Virtualization facilitates shared memory access among several different devices, whereby a memory interconnect interfaces with the devices using virtual addresses, which are translated to physical addresses of the memory. To enable virtualization, a memory management unit maintains an index of physical and virtual addresses. During a memory access operation, the memory management unit translates a virtual address to a physical address, and returns the physical address in order to access the memory. This translation can occur bi-directionally such that the virtual address is maintained for communications at the device, and the physical address is indicated in operations at the memory.
Example embodiments of the present disclosure include a circuit configured to manage and enforce order among multiple independent threads of requests to a memory. The circuit may include a device interface and a memory interface operated by a control circuit. The device interface may operate to receive a plurality of access requests to access a memory from a plurality of devices, and parse each of the access requests to retrieve a respective transaction identifier (TID).
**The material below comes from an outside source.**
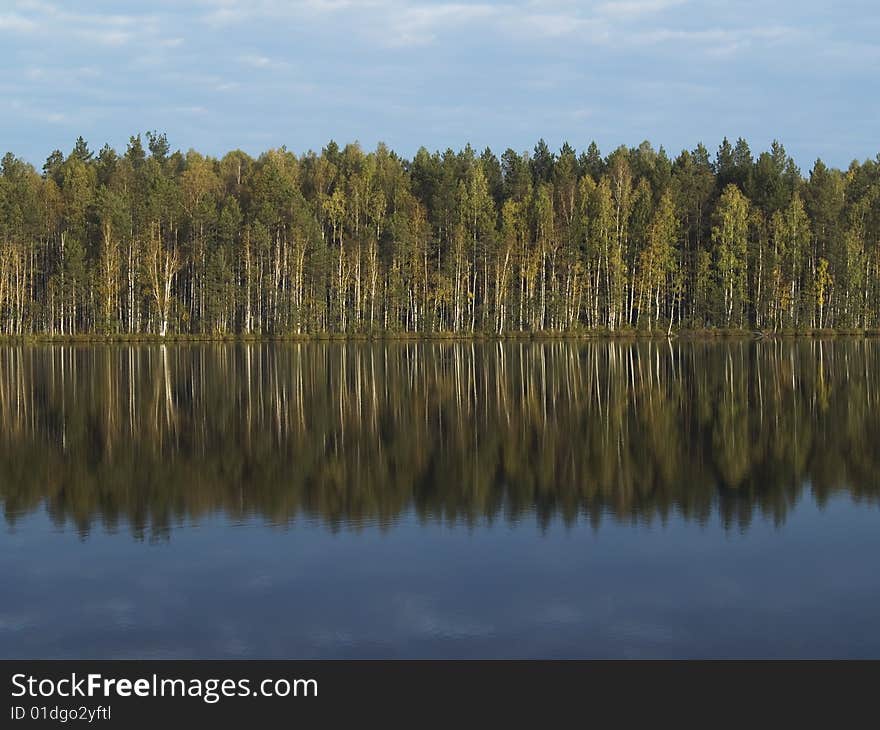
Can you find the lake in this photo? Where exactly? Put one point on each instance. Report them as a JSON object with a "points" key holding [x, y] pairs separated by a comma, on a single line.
{"points": [[441, 499]]}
The circuit may update a plurality of ordered lists (also referred to as “linked lists”) having entries corresponding to the plurality of access requests, where each of the ordered lists corresponds to a distinct transaction identifier. The circuit may also maintain a top list, which is an ordered list including entries from each of the plurality of ordered lists. The control circuit, via the memory interface, may then forward the access requests to the memory in an order corresponding to the top list. The circuit may forward the access requests of a common TID in the order corresponding to the ordered list, while forwarding access requests having different TIDs independent of order.
In further embodiments, a translation circuit may operate to translate a virtual address component of each of the access requests to a corresponding physical address of the memory. The translated physical address can be updated to a corresponding entry of the top list or an ordered list. The circuit may populate the top list based on an indication of which of the access requests have been updated with a physical address. Alternatively, the top list may be populated independent of this indication, while the access requests are instead forwarded based on this indication. The circuit may populate the top list with entries from each of the ordered lists in a predetermined selection process, such as a round-robin selection. The circuit may further remove an entry from the top list upon forwarding a corresponding access request to the memory.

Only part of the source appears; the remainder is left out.